Most hockey fans know what is happening on the ice, but a lot of them don't know what happens during a Komet game in the press box. I didn't know so I thought someday I'd write a story about what happens in the press box.

I picked the Wednesday, January 23, 2002 game between The Komets and The Port Huron Border Cats.

It all started with me arriving at The Coliseum at about 7pm with Peggy a 10-year usher veteran letting me in through the press-pass gate. Then came the long walk up the mountain of stairs to the press box. Upon reaching my destination I made contact with Chuck Bailey (Director of Communications) and Angel North (Press Box Assistant) who at one time worked for The Waynedale News.

Angel introduced me to the 15 people already in the press box ready for the game to start.

Glenn Lecour, visiting broadcaster for Port Huron WHLS AM 1450, is set up and ready to go. Because of the broadcast of The Indiana – Penn State basketball game The Komet game wasn't on the air. Bob Chase was however in the press box.

Don Detter, Team Statistician, as well as League Statisticians, Stan Bradtmueller, John Cains, and Don Cains have on headphones with lots of paper forms in front of them. Anne Cains, part of the family also a league statistician was located on the lower level. The League Statisticians are volunteers. They enjoy being a part of Komet Hockey. Much of the information they collect ends up in the leagues main office.

The Time Keeper, Ken Rehrs has 32 years with The Komets. Before him was Jack Deturk, a baseball umpire. Larry Schmitt, the P A Announcer with 4 years experience is busy continually. Shane Albahrani is the Video Cameraman with all Komet games being put on tape. There is of course Blake Sebring (News Sentinel) and Justin Conn (Journal Gazette) sports writers with lap top computers ready for action.

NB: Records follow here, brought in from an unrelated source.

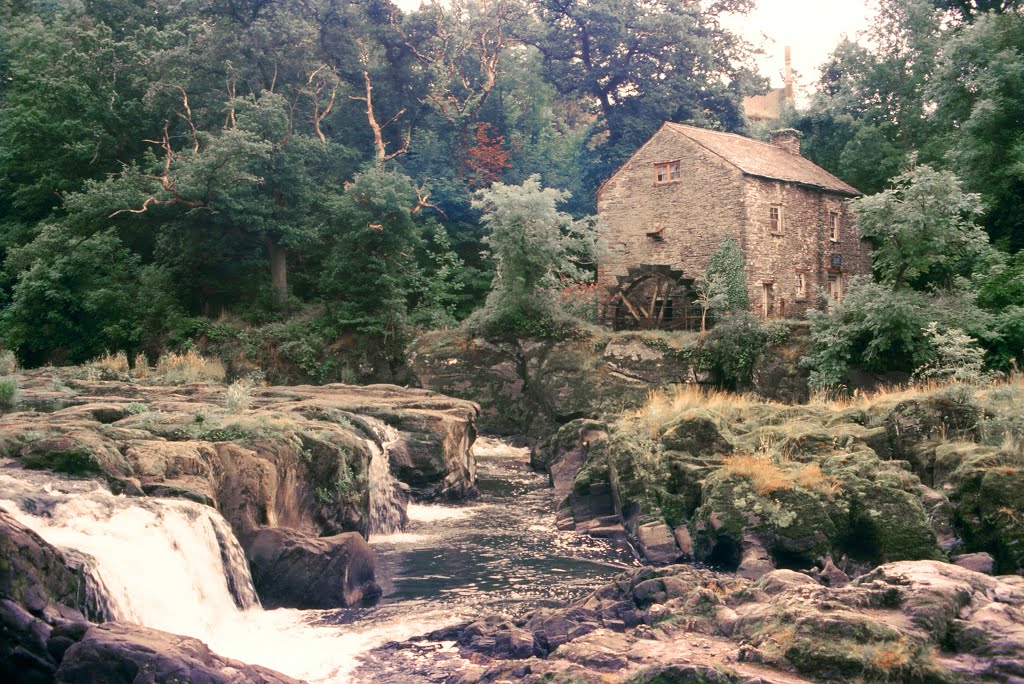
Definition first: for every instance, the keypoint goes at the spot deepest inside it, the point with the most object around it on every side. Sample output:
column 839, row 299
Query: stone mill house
column 669, row 208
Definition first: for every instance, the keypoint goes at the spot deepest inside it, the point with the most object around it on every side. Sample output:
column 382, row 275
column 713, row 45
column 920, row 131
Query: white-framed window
column 775, row 219
column 834, row 225
column 668, row 172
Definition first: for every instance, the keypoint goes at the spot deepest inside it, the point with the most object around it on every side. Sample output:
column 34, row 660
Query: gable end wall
column 697, row 213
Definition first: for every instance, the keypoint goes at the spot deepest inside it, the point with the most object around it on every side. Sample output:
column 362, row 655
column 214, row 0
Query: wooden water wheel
column 649, row 298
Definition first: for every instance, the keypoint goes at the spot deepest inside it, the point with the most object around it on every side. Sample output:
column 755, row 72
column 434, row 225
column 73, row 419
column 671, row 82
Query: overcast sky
column 811, row 28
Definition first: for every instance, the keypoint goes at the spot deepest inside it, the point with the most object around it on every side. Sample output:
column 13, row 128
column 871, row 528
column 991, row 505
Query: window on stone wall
column 834, row 226
column 801, row 286
column 836, row 287
column 775, row 218
column 668, row 172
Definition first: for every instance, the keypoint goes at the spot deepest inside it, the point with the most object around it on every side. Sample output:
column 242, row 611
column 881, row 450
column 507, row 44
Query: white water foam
column 387, row 511
column 434, row 512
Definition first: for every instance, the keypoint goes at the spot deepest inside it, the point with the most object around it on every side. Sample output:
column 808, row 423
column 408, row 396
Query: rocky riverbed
column 820, row 532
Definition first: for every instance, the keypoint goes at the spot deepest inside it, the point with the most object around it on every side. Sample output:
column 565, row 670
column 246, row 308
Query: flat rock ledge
column 295, row 460
column 910, row 621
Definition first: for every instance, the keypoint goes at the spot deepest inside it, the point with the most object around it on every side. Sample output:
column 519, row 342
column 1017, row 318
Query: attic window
column 667, row 172
column 775, row 218
column 834, row 226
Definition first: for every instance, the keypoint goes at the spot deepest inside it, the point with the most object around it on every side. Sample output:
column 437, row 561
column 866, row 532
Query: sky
column 811, row 28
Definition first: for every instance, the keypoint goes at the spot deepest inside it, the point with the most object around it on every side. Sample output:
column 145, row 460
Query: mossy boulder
column 846, row 504
column 949, row 414
column 696, row 431
column 75, row 453
column 986, row 486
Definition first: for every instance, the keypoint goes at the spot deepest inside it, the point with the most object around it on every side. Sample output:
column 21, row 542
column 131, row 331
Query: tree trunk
column 279, row 270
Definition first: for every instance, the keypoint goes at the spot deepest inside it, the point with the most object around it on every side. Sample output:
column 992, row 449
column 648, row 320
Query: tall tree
column 871, row 110
column 643, row 61
column 979, row 94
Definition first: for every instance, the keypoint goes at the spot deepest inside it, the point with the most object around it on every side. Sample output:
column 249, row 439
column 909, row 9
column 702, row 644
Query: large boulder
column 292, row 569
column 116, row 653
column 921, row 621
column 295, row 457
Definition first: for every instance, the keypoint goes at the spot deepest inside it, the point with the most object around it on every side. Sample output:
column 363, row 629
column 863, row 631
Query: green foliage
column 979, row 93
column 8, row 361
column 923, row 228
column 723, row 288
column 534, row 246
column 77, row 298
column 9, row 394
column 957, row 356
column 879, row 329
column 681, row 65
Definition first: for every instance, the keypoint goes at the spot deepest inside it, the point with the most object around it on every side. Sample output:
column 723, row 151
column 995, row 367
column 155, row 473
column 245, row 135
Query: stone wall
column 714, row 200
column 803, row 245
column 696, row 212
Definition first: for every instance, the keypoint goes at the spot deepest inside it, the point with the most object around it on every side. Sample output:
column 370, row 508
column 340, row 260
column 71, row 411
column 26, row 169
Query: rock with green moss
column 905, row 622
column 985, row 485
column 696, row 431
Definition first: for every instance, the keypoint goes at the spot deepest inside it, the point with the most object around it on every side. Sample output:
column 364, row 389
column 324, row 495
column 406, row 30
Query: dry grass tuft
column 764, row 475
column 662, row 408
column 239, row 396
column 8, row 361
column 112, row 366
column 189, row 368
column 140, row 367
column 889, row 656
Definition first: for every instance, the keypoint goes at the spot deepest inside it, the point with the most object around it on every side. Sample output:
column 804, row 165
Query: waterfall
column 184, row 549
column 175, row 565
column 387, row 501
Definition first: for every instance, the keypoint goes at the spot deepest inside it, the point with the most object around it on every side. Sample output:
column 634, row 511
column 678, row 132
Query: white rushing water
column 174, row 565
column 387, row 502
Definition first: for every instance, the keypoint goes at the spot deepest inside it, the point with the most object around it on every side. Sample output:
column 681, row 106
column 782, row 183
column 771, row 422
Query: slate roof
column 763, row 159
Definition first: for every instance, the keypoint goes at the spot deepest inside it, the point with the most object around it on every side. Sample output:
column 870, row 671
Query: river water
column 165, row 563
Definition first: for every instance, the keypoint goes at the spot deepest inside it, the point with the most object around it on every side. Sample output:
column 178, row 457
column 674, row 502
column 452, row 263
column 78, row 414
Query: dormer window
column 668, row 172
column 834, row 226
column 775, row 219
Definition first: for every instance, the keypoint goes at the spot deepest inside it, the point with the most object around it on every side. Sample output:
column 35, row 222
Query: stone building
column 671, row 206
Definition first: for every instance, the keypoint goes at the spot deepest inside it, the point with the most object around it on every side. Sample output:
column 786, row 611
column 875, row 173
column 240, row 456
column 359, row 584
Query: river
column 164, row 563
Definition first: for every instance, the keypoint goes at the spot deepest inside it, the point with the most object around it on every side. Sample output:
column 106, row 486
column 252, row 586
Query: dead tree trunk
column 279, row 270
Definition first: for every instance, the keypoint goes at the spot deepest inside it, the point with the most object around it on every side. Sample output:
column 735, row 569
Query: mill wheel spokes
column 651, row 297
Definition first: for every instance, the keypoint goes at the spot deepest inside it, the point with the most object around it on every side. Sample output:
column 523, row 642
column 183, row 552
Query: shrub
column 732, row 346
column 9, row 394
column 111, row 367
column 8, row 361
column 534, row 246
column 957, row 356
column 239, row 397
column 880, row 329
column 187, row 368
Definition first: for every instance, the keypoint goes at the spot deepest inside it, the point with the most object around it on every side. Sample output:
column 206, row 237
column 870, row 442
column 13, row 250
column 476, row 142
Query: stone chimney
column 787, row 139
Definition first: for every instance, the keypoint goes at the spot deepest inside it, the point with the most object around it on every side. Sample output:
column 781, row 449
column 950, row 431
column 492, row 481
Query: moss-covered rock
column 696, row 431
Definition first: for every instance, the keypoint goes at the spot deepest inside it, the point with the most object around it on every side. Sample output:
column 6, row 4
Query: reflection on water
column 500, row 552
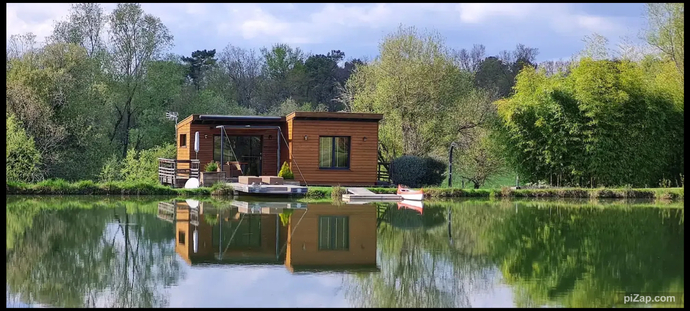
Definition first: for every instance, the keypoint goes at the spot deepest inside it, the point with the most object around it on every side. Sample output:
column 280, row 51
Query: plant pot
column 210, row 178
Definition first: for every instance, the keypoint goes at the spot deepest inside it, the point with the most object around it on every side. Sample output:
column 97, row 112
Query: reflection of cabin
column 329, row 237
column 320, row 237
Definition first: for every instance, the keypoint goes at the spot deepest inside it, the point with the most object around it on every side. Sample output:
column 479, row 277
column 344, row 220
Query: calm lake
column 159, row 252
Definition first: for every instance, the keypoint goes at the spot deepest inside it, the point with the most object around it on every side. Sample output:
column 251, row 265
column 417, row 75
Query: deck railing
column 383, row 172
column 170, row 173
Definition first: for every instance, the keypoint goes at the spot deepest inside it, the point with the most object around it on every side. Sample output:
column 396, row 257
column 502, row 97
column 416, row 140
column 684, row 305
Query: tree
column 197, row 65
column 241, row 70
column 481, row 157
column 603, row 124
column 22, row 159
column 137, row 39
column 666, row 31
column 84, row 27
column 416, row 85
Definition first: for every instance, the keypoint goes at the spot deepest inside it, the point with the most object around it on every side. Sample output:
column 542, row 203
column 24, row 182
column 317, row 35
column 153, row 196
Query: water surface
column 158, row 252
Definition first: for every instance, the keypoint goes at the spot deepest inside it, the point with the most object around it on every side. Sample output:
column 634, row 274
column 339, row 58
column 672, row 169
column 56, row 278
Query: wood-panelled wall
column 269, row 152
column 304, row 154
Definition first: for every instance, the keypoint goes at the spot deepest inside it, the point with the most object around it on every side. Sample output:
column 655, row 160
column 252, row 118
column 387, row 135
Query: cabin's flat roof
column 216, row 117
column 343, row 116
column 298, row 115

The game starts after the National Anthem with everybody assuming their respective duties.

The Time Keeper has to start and stop the game clock as the game progresses. He also keeps track of the shots on goal that is then transferred to lighted digital signs several places around the arena. The announcer is continually busy placing advertisements and announcements from his computer to the scoreboard. He also makes many announcements before the game starts.

Your league statisticians are continually writing on printed forms. When a goal is scored a form is quickly made out which states the number of the player scoring the goal with usually two assists. And this league statistician hands this to the announcer. This information is given over the P A System plus it also appears on the scoreboard.

When Komets scored their second goal I walked over to Bob Chase and said, "It looks like a 5-0 game." Bob stated, "It looks more like 7-3." The game ended 7-2.

Some announcements about other league games are posted in the press box. The one that caught my eye was The Flint-Binghamton game. It was rescheduled because of bad ice.

During the period intermissions everybody except the announcer take a break by eating sandwiches and drinking Pepsi furnished by The Komets.

Two of the Franke's, Mike and David were in the press box. I asked Mike what he thought about The Komet exhibit at the downtown public library. He stated it was fabulous and he agreed with me that a permanent all sports museum should be located in The Coliseum.

During the intermission, Charity Richardson (Promotions) delivered some up-to-date announcements for the announcer. I even had a chance to talk to an old bowling buddy, Earl Stritmatter who was a goal judge for many years. Scott Sprout, Executive V. P. Sales and Marketing was also in the press box.

The game ends and there is now a relaxed atmosphere. The sportwriters, Blake and Justin go to the pressroom where they and the TV stations interview Komet Coach, Greg Puhalski. Blake goes back to The News Sentinel and completes his article that takes about one and one-half hours while Justin completes his before leaving The Coliseum.

It was certainly an interesting experience for me seeing the many people involved in press box activities. That's the way I saw it.